Les faits remontent à la période 2002-2003, en pleine deuxième guerre du Congo, un conflit d’une brutalité extrême qui a coûté la vie à des millions de civils. Selon les rapports des Nations-Unies, les combattants du Rassemblement des Congolais Démocrates-Nationaux (RCD-N), dirigé par Lumbala, auraient perpétré viols, exécutions sommaires, mutilations et actes de cannibalisme dans les provinces de l’Ituri et du Haut-Uélé.

Les magistrats français décrivent dans leur ordonnance de renvoi un « schéma généralisé de violences dirigées contre les femmes », où le viol était utilisé comme arme de guerre. Ces crimes se seraient inscrits dans le cadre de l’opération « Effacer le tableau », une offensive menée conjointement par le RCD-N et le Mouvement de libération du Congo (MLC) de Jean-Pierre Bemba pour contrôler les territoires et s’emparer des ressources naturelles.

Ancien ministre, député et sénateur, Roger Lumbala, aujourd’hui âgé de 67 ans, est loin du maquis congolais qu’il dirigeait il y a deux décennies. Arrêté en France en 2020, il est incarcéré à la prison de la Santé depuis janvier 2021. Durant la guerre, il contrôlait militairement le nord-est de la RDC avec le soutien de l’Ouganda. Son mouvement faisait partie des multiples factions qui se disputaient l’autorité sur un Congo éclaté, sous fond de rivalités ethniques et d’exploitation minière.

Lumbala rejette les accusations, se présentant comme un simple homme politique sans pouvoir militaire. Pourtant, des photographies et témoignages le désignent comme chef de guerre actif dans les zones où les atrocités ont été commises.

L’affaire Lumbala a émergé en 2016 à la suite d’un signalement de l’Office français de protection des réfugiés et apatrides (Ofpra), qui avait refusé de renouveler son statut de réfugié politique. Cet ancien candidat à la présidentielle congolaise de 2006 (où il avait obtenu moins de 1 % des voix) résidait alors à Paris. Grâce à la compétence universelle, la France peut poursuivre toute personne soupçonnée de crimes contre l’humanité, quelle que soit sa nationalité ou le lieu des faits.

Une trentaine de victimes congolaises se sont constituées parties civiles, bien que certaines aient subi des menaces et des intimidations. Leur témoignage est attendu comme un moment fort du procès.

À Kinshasa, le procès divise. Les partisans du RCD-N dénoncent une « ingérence judiciaire », estimant que Roger Lumbala devrait être jugé par les tribunaux congolais.

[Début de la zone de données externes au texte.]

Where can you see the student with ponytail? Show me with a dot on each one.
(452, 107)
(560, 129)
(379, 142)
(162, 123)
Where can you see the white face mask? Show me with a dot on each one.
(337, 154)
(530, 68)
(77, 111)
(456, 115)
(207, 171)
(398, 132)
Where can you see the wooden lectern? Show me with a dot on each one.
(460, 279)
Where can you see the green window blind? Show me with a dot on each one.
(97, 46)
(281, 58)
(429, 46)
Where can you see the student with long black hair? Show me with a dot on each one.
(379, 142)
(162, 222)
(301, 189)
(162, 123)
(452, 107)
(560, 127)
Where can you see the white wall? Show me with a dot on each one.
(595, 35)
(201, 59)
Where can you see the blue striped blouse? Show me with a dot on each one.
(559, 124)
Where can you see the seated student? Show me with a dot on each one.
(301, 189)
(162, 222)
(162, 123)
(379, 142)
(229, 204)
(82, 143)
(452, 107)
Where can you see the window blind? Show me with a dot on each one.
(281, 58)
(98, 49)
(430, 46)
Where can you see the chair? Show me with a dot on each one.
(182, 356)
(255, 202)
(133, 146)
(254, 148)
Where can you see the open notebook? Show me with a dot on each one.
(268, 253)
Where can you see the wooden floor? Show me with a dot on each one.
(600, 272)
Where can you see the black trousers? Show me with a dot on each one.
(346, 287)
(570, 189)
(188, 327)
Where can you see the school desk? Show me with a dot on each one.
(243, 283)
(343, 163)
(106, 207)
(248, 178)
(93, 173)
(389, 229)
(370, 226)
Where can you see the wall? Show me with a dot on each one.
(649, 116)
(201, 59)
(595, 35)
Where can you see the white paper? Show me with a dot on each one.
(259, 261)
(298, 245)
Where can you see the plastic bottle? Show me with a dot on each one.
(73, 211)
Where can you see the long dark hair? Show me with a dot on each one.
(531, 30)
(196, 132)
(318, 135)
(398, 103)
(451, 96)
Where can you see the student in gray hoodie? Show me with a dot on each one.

Une manifestation de soutien s’est tenue le 10 novembre devant l’ambassade de France, réclamant son extradition vers la RDC. La défense de Lumbala partage cet argument, accusant la France de « détourner la compétence universelle » et de bafouer la souveraineté congolaise.

Ce procès dépasse la personne de Roger Lumbala. Il réveille la mémoire d’une guerre oubliée, celle qui a ravagé le Congo oriental au tournant des années 2000. Des millions de morts, des villages rayés de la carte, des femmes brisées à jamais. Comme le rappelle le Prix Nobel de la paix Denis Mukwege, cette guerre est « le conflit le plus meurtrier depuis la Seconde Guerre mondiale ».

Le jugement qui s’ouvre à Paris n’effacera pas les plaies, mais il incarne une forme de reconnaissance des souffrances subies. Pour la première fois, la parole des victimes congolaises résonnera dans une cour d’assises française, une victoire symbolique contre l’oubli et l’impunité.